On the surface, Google’s response to the request of the French data protection regulator, CNIL, to extend the “right to be forgotten” to all internet sites indexed by the Mountain View giant.
In its official response Google argues “While the right to be forgotten may now be the law in Europe, it is not the law globally. Moreover, there are innumerable examples around the world where content that is declared illegal under the laws of one country, would be deemed legal in others: Thailand criminalizes some speech that is critical of its King, Turkey criminalizes some speech that is critical of Ataturk, and Russia outlaws some speech that is deemed to be “gay propaganda.”
Google continues, explaining that they believe “no one country should have the authority to control what content someone in a second country can access.”
This by itself is not problematic. Indeed, it is laudatory that a company with the power and reach of Google commits itself so strongly to the free access to information across borders. It’s why I can call Turkish President Recep Erdogan foolish on my personal blog despite it being a crime in Turkey to insult the head of state.

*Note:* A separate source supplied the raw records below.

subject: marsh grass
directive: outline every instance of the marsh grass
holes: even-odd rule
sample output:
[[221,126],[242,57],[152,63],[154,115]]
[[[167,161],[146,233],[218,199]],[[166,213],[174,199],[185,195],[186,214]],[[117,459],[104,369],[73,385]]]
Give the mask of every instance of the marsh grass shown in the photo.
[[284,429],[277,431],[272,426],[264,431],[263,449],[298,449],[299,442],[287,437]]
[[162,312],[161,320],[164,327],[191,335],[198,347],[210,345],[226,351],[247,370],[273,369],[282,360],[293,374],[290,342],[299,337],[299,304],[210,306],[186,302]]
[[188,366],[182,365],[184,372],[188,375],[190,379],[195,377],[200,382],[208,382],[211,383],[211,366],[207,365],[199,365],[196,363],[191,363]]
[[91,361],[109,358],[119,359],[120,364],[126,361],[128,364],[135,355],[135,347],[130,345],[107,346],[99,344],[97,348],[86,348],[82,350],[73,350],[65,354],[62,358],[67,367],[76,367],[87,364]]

It’s also why information about events in Tiananmen Square in 1989 remain freely available online outside of China despite being heavily censored within the country.

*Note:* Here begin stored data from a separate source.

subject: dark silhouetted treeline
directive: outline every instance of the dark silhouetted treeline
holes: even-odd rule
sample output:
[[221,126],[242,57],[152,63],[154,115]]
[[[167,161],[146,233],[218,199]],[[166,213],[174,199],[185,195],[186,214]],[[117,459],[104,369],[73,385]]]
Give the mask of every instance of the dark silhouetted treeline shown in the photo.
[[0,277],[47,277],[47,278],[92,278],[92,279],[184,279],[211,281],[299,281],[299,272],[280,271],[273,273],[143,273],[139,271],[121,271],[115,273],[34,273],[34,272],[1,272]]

But Google’s commitment to a free internet – one that is run by the rules of no country – can be questioned when it comes to US. Specifically, the US copyright laws that govern the ways in which DMCA takedown notices are handled by Google.
Economics versus Identity
As Julia Powles wrote in The Guardian:
Google’s argument that “no one country should have the authority to control what content someone in a second country can access” is appealing, but it is also misleading. Currently, US copyright law is relied on to remove content from Google’s global index, no matter where an alleged incident occurs, and at a rate at least three orders of magnitude greater than partial delistings under data privacy laws.

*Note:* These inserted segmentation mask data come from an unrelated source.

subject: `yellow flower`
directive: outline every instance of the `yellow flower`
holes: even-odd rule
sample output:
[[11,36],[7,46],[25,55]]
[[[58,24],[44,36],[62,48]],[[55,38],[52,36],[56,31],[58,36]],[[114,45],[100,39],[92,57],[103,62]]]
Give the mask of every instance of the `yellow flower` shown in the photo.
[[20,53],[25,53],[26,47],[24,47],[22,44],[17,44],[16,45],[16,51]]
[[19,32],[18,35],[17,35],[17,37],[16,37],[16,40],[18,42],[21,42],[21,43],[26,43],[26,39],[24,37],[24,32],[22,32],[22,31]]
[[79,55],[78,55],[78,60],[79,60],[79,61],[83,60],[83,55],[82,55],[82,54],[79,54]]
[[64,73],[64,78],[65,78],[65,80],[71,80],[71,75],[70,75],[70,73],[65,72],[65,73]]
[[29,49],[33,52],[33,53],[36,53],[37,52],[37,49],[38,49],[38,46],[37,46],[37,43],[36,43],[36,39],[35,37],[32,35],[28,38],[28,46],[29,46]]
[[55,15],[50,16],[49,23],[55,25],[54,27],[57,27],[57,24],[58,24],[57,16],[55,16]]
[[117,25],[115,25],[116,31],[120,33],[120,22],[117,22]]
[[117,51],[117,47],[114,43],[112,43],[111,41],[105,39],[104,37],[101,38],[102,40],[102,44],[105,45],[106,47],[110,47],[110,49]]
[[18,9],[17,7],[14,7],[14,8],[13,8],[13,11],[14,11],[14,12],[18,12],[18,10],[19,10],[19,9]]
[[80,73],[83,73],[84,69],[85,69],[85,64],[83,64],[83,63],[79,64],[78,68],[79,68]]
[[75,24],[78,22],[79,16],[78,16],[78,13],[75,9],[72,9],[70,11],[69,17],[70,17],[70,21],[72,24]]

Powles details that Google has acceded to 97% of the 345 million copyright requests it has received, delisting infringing material worldwide on the back of complaints based on American laws.
How such submission to the authority of US legislation sits with a stated commitment to an internet free from the control of the laws of any country is difficult to understand.
So, too, a recent court case that saw Google required to globally delist copyright-infringing material on the ruling of a Canadian court.
Google, it seems, is willing to submit its index to adjustments when it comes to the economic interests of North American copyright holders, but not when it comes to the identity rights of European citizens.
Google Needs to Make Up Its Mind
Google need not submit itself to CNIL demands, or for that matter to the demands of the Thai, Turkish, or Russian governments. Neither should it necessarily change its position or behavior with regards to takedown notices issues under the copyright laws of the United States.
But what it should do – even must do – is find some consistency in its approach to the content it chooses to remove from its index, and why. At the present time it is difficult for Google to escape charges of hypocrisy when, on the one hand, it explains to Europeans that no one country should rule the web, while all the time submitting its global index to the demands of rights holders using US laws to demand index excisions.
Google needs to decide where it really stands: does it really believe in a free internet where no country can control the web of another country’s citizens, or does it want the laws of one country to define what is acceptable to find on a Google search results page?